In this session we are going to introduce financial markets and advantages of Forex. The first part of this session is related to the history of financial markets.
History of Financial Markets
These markets were formed immediately after the first ever trade was made. With the rapid technological progress and industry expansion, the amount of imports and exports between countries has dramatically increased.
As a result, the core of foreign exchange and financial market relations were established.
The beginning of the computer age and the birth of the Internet led to the ever-increasing speed and ease of making these transactions. This made it a bigger business than ever.
High investments in this business from banks and other financial institutions have created the necessary trust between buyers and sellers that we know today. This has made free and easy trading possible.
These days many merchants and traders prefer to do their business, either through specialized software, or on the legal websites of banks and financial institutions.
What is more, neither parties see each other in person or the product physically, this system is only possible with the credit and insurance that banks and financial institutions have established.

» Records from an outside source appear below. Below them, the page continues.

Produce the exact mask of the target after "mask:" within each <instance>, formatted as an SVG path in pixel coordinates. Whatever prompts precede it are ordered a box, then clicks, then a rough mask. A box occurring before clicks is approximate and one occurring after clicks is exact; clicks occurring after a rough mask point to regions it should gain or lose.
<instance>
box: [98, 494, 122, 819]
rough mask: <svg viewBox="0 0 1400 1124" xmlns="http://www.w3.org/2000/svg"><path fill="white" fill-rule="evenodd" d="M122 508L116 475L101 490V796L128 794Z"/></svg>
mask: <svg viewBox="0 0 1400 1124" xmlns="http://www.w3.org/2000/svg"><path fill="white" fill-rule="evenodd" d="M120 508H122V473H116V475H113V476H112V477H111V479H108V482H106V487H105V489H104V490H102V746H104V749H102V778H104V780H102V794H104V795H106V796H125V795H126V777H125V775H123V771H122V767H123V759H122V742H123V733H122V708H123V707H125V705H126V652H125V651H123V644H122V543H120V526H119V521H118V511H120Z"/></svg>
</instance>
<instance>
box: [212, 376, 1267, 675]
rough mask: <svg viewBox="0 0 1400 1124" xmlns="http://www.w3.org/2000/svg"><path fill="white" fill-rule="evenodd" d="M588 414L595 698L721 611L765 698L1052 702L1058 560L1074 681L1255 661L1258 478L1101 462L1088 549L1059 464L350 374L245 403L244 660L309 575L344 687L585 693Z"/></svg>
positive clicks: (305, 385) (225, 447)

Different sections of financial markets
All Financial markets have different sections, here we have broken it down into five.
- The first section is called a “Stock”. With the help of financial institutions and other companies, people can either buy or sell these stocks all over the world. For example, in England, London’s Stock Exchange has provided people with the chance of buying and selling stocks.
- The second section which most people show interest in is called an “Index”. This is where instead of buying a single share of a company, many people intend to buy an index of that share. These can be traded internationally. In America these are known as “S&P 500” or the “Standard & Poor's 500”, and in Germany they are known as “DAX” (Deutscher Aktien index).
- The third section of financial markets that interests traders is “Commodity”. This is where most people intend to buy and sell various goods such as gold, silver, oil, wheat and so on.
- The fourth section is commonly known as “Bonds”. The government’s bonds, and non-governmental shares with or without fixed rate security are easy to purchase. For example in the USA, department of Treasury offers such bonds.
Forex (Foreign Currency Exchange)
- The fifth section is related to the foreign currency exchange and Forex. This is the largest part of the market. In this section, legal parties intend to buy and sell foreign currencies.
For instance, when you take British Pounds or US Dollars to exchange for any other currency; you are selling and buying foreign currency. These kind transactions make up the majority of trades on all financial markets.
Different trades in financial markets
There are a variety of different trades that can be made within financial markets. We will look at a few here.
Instant or Spot trade
The first type of trade is made using instant contracts, better known as a spot trade. In this type of contract, the goods being traded are at the owners’ discretion. This means they have no obligation to change the contract or their position within the trade.
For example, if you were to buy a house or a gold coin, it is down to you how long you hold onto these items, and you are free to wait for the right time to sell them on.
The second type of trade is an upcoming or future trade. In these contracts, a fixed future date should be settled on by both parties (as an expiry date). These trades require the buyer to pay a certain amount as a deposit.
If the expiry date is reached, then the owner must sell the given product, if it has not been sold yet.
The third type of trade is called an Option trade. These are exactly the same as the future trades we just looked at, except that the agreed upcoming date of the trade can be changed.
However this can only be done if both parties agree on the change of the date. The consequence of this increased flexibility is that these trades are more expensive to make.
The forth type of trade is about self-contract and is called a forward trade. In these trades the buyer is required to pay the full amount up front and receive the goods on a future date.
Advantages of using Forex in comparison to other markets
The next thing that we will talk about in this session are the benefits of using Forex trading market.
- The first benefit is that Forex is operational 24 hours a day. Since Forex is a global market, trading is continuous as long as there is a market open somewhere in the world. It is an interbank network, which works day and night, meaning any party can make their trade at any time.
- The second benefit is that Forex market also enjoys the highest level of liquidity. There are always buyers and sellers in this market who make trades of any amount at any time. Trades are made in two ways in Forex: traders can buy currency before its value rises, thus making profit; or sell currency before it drops, again deriving profit. This is an advantage that other markets do not offer; therefore, there are many opportunities to make a profit.
- The third benefit is that Forex allows you to use Leverage. Leverage means traders can enter the market at a position that they think will bring them more profit, even if that position needs more funds than their trading account capital would allow. On the other hand as its drawback, traders face higher amount of loss with less movement against prediction.
Finally, with the current growth in technology, any party can monitor their trades using Internet even on their smartphone. This shows once more that this is an ever-growing market.